With so much going on you may have taken some time off from the gym, maybe you worked out at home or stopped all together. Either way, you are probably looking forward to getting back in the gym environment and getting a sweat on. But before you do, it is important to consider how you are going to alter your workouts after some time off.

So, to help you adapt a bit easier we have compiled some tips that will help ease you back into your gym workouts.


Common Mistakes

It is important to highlight some common mistakes people make when returning to the gym after a long break, mainly because these can sabotage your progress even before you have got back in the swing of things. Here is some of the most common ones:

  • Trying to lift too heavy, too soon
  • No plan for workouts/Jumping back into an old program that doesn’t suit your current situation.
  • Not taking adequate rest or fuel for workouts
  • Expecting too much from their workouts and setting unrealistic performance goals

Making these sorts of mistakes can lead to burnout and demotivate you from getting back into the gym properly. All of which can diminish reaching any sort of long-term fitness goals, leaving you feeling disappointed in yourself.


Adjusting the Right Way

Planning your return can help you to feel more confident in returning to the gym. Here’s our top tips to help you smoothly transition into your gym return.


Warm Up/Cool Down Properly

Warming up before any sort of vigorous exercise is important. And the same applies here, especially when you’ve had such a long break from doing so.

Make sure your warm ups align with the exercises you plan on performing, getting the blood pumping around your muscles and adding mobility to the joints will help prevent any injuries from popping up.

What can be just as important to your workouts are a good cool down. Allowing your heart rate to come back to a resting state, don’t just leave the gym as soon as you’ve put your weights back.

Some walking and static stretching for 5-10 minutes is all you need depending on how hard you’ve worked. Not only that, but it goes a long way to help prevent muscle soreness and stimulating a ‘rest and digest’ system that allows for optimal post-workout recovery.


Lower the Weight

Even if you have been keeping up performances at home with resistance bands or bodyweight exercises it is still a good idea to drop the weight down a touch for your first sessions back.

You might not have lost much muscle mass or strength in terms of bodyweight exercises but this doesn’t necessarily translate to weight lifting, and the weights you once lifted with ease will feel heavier than you remember. So, to avoid putting any extra strain on your muscles and joints, lower the weight, focus on your form. Within a couple of weeks, you’ll be able to get back to lifting the weight you were before your break and maybe even more!


Perform Fewer Exercises

There’s a good chance in the first week of getting back to it, you’ll be reaching that burning feeling way before you used to and the soreness the next day will be intense.
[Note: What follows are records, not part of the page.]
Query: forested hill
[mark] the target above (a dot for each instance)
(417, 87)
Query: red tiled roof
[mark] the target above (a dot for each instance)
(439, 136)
After you’ve had a long time off, less really is more and focusing on compound lifts such as bench press, squats and deadlifts with a few accessory movements is the way forward.

The first week back is not the time to be throwing a ton of training at your body, allow it time to adjust and slowly increase the reps/sets over the coming weeks until you reach the point you were at before.


Allow Your Body to Rest

It’s so easy to let yourself get lost in the thought of undoing the ‘damage’ or making up for lost time that you’ve missed while having a long break, feeling an urge to cut down on the amount of rest you give yourself before hitting your next workout of the week.

Assuming that shorter rest times will be better and allow you to catch up from where you got off on your fitness journey. However this would be wrong to do, and getting adequate rest between sets as well as your day to day workouts is more important for ensuring your body can give 100% effort and allow it to progress further.


Set Realistic Performance Expectations

You can’t expect yourself to get back in there and be at peak performance right away, it’s just not possible after a long break. But you also shouldn’t trick yourself into thinking you’re starting from the bottom again, you will still have some strength and endurance in your muscles to work with.

The key to remember is that both mindsets are unrealistic, it will take a few of weeks before your body fully adjusts itself to the ‘new’ routine and when it does your muscle and strength will come rushing back.


Even if your gym hasn’t quite got back to reopening these tips are still useful, why not get started early on your new fitness plan and allow yourself a smooth return. You’ll be feeling confident and can maximize the efficiency of your workouts without over-doing it.